As regards the pipping lady, I looked out sometime later and her car was gone although the other car was still parked across the entrance. Either she had backed her car into the garage again or she had manoeuvred it around the offending illegally parked vehicle and managed to get out. This would have involved her driving off the edge of the pavement, something to be avoided if possible as the pavements can be quite high and you risk damaging your vehicle. Either way, she was gone.
Now, I read in the Guardian the other day that there are moves afoot to change rules about double yellow lines in the UK. Drivers will be allowed a 15 minute grace period to wait on double yellow lines in order to load cars, picking up from the supermarket or other shops and so on. Here in Vigo, of course, you would need no such relaxation of the law. Drivers double park wherever they want, even on main thoroughfares. I wonder if the same thing happens in cities like Barcelona. It’s partly the fact that the traffic police aren’t really that vigilant about the double parking.
And of course, in small places in the UK where you see few traffic policemen the same thing happens. In our village centre back home no-one takes any notice of the double yellow lines and people park at the bus stop outside the co-op.
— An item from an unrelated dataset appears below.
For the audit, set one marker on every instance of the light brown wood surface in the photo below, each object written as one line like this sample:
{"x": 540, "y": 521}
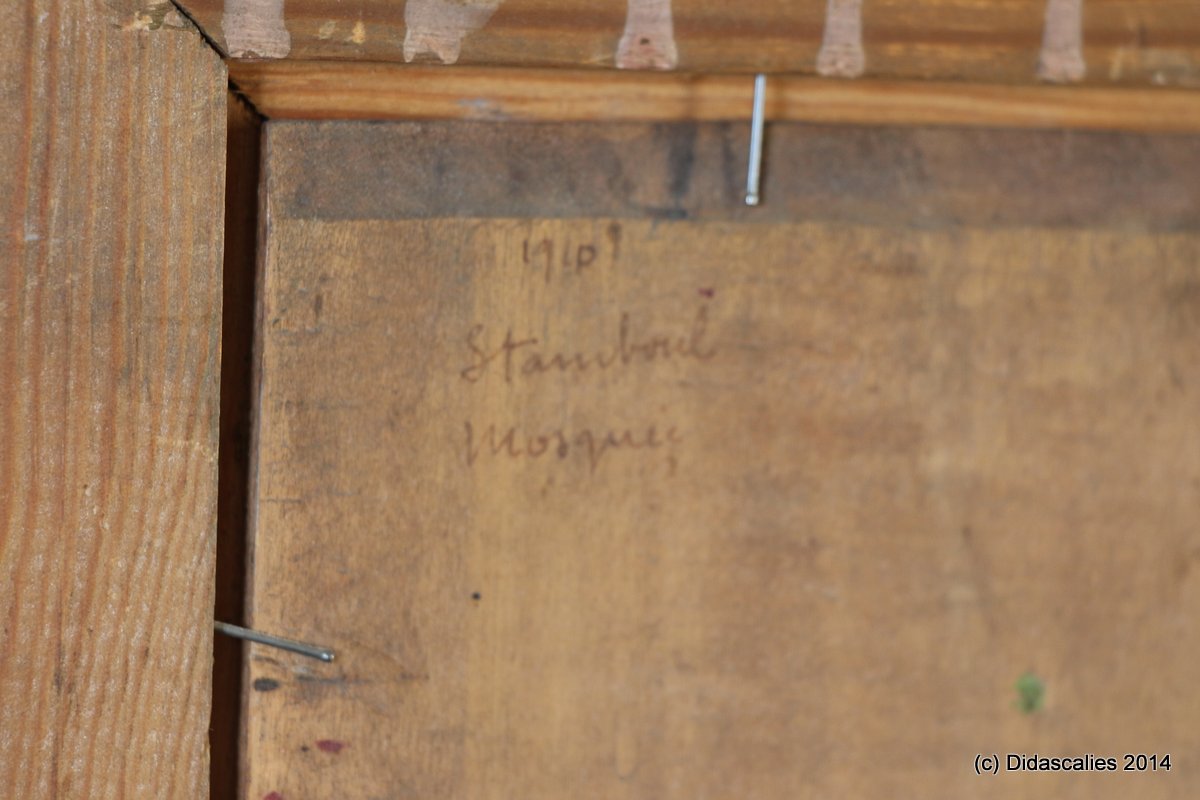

The attitude seems to be one of, “after all, busses only come every 30 minutes so does it really matter?” Why go to the car park and walk two minutes if you can park illegally at the door of the shop.
The proposed change in the UK is part of a move to regenerate the failing high street, apparently. I am doubtful about the effectiveness of this as many high streets are now mostly full of payday loan shops and places where you can sell the family valuables for instant cash. These used to be called pawn shops but we seem to be too posh for such terms now.
In a newspaper here yesterday I read that between 2008 (start of la crisis) and the end of 2012 the number of shops buying and selling gold went up tenfold, reaching a peak at 87. Imagine that: before 2008 there were 8 or 9 shops carrying out this trade and then suddenly there were 87! Now there has been a fall. There are only 50 left. Only 50!! That still seems a lot to me. One reason is that the price of gold has fallen. Another is that fewer people are selling the family jewels. Maybe they have no family jewels left to sell.
It’s a good job we don’t have to resort to such measures as I don’t have any gold to sell or family jewels or anything of that nature.